Several limitations of our study should be discussed. The primary limitation is that our findings are based on a 1-time measurement of serum hsCRP, which may not accurately reflect the status of the study participants. However, this source of variability could not account for the relationship observed in the present study, because a random misclassification of such nature would tend to underestimate study findings and bias the results toward the null hypothesis. Thus, the true association may be stronger than that observed in our study. A second limitation is that the serum samples were measured after being stored at –20°C for a long period. However, the Reykjavik Study confirmed the stability of CRP concentrations in serum preserved at this temperature for an average of 12 years.27 The last limitation is that our study lacked information on drug use, which could affect serum CRP levels.
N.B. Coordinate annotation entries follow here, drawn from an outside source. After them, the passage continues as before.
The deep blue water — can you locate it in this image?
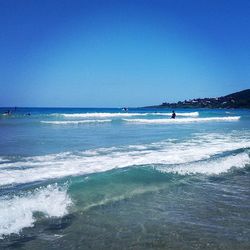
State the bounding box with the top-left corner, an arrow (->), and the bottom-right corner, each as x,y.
0,108 -> 250,249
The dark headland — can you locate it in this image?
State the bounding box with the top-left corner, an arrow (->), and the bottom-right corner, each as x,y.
144,89 -> 250,109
It is known that several medications, including statin, angiotensin-converting enzyme inhibitors, fibrates, niacin, thiazolidinedione, and estrogen/progestogen hormone can alter CRP levels.28 However, these medications were rarely used in our country in 1988, when the serum samples for our study were collected. This suggests that such a bias did not invalidate the present findings.
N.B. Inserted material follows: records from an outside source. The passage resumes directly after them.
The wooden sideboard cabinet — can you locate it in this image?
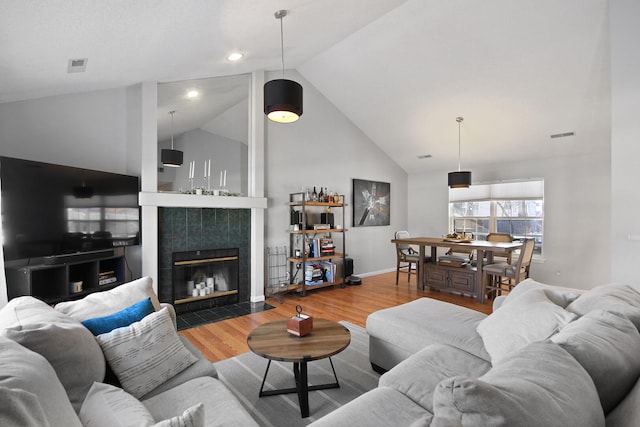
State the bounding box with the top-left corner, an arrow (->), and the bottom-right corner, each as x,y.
425,263 -> 479,297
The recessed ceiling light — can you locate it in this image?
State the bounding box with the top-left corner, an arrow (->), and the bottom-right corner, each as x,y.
227,52 -> 244,61
67,58 -> 88,73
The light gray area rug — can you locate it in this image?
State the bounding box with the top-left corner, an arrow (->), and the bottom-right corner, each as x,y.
215,321 -> 380,427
In conclusion, our study found that, in a general Japanese population, the elevation of serum hsCRP levels was an independent risk factor for future ischemic stroke in men but not for hemorrhagic stroke in either sex. The addition of elevated serum hsCRP levels to the risk factor profile may significantly increase the predictability of ischemic stroke. Moreover, our study revealed that the risk of future ischemic stroke was considerably high in subjects who had both high-hsCRP levels and another risk factor. For such individuals, an elevated serum hsCRP level may provide additional motivation for both the treating physician and the patient to control these risk factors strictly.
Acknowledgments
This study was supported in part by a Special Coordination Fund for Promoting Science; a Fund for Technology and Innovative Development Project in Life Sciences from the Ministry of Education, Culture, Sports, Science, and Technology of Japan; and by a Grant from the Takeda Medical Research Foundation. We thank the residents of the town of Hisayama for their participation in the survey, as well as the staff of the Division of Health and Welfare Office of Hisayama for their cooperation in the study.